Osobiście zostałem w pewnym sensie rozbitkiem, ponieważ wcześniej założyłem zespół HEAR z którego wymiksował się wokalista, dlatego zapraszam do dyskusji na temat odchodzących wokalistów z zespołu, perkusistów, basistów, gitarzystów.
Zastępować ich nowymi czy zakładać nowy zespół o innej nazwie?
Tak w ogóle czy jeszcze ktoś dzisiaj traktuje zespół jako muzyczne sacrum, czy pozostały już tylko liczne muzyczne przygody i projekty?
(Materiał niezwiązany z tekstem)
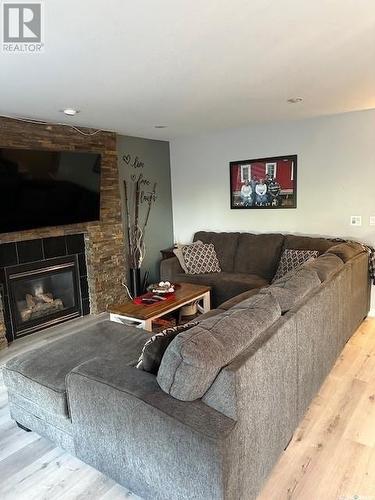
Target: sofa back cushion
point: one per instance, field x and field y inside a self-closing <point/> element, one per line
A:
<point x="195" y="357"/>
<point x="258" y="254"/>
<point x="326" y="266"/>
<point x="307" y="243"/>
<point x="346" y="251"/>
<point x="225" y="246"/>
<point x="289" y="290"/>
Zapraszam do dyskusji na temat lojalności w zespole i generalnie, czym dla Ciebie jest zespół...
[Post edytowany przez Admina w dniu 30/03/2009]
Rozpadł się zespół? Nic straconego...
Re: Rozpadł się zespół? Nic straconego...
tooo jest ogolnie straszna sprawa... proba na 16... a polowa zespolu spoznia sie i przychodzi godzine pozniej... ciezko jest znalezc "prawdziwych" muzykow ktorzy maja duzy zapal i pasje...
www.klub.agaton.pl
Re: Rozpadł się zespół? Nic straconego...
to chyba bardzo indywidualna sprawa. dla mnie zespół to ci którzy realnie tworzą materiał. jeśli ktoś nie bierze udziału w komponowaniu materiału i odchodzi to mała strata, nawet jeśli to wokalista, no chyba że ma na prawdę rozpoznawalną barwę głosu i zespół gra długo. zespół to stan ducha jednej lub więcej osób - z dwiema innymi osobami gram od ponad 10 lat, dochodziło i odchodziło do nas kilka osób, nieraz mieli spory wpływ na płyty, które razem nagrywaliśmy, ale były zwykle zbyt krótko i zbyt daleko (nie fizycznie) od nas by być w zespole na prawdę. raz zmieniliśmy nazwę po pięciu latach grania, bo wiedzieliśmy że coś się zmieniło (nie skład i niekoniecznie muzyka) i to co robimy to inny projekt.
Re: Rozpadł się zespół? Nic straconego...
Ciekawe co zrobić gdy ma się zabukowane terminy na rok z góry a tu nagle "rozpad zespołu" ? Niestety czasami "wpada" się na nieodpowiedzialnych gamoni.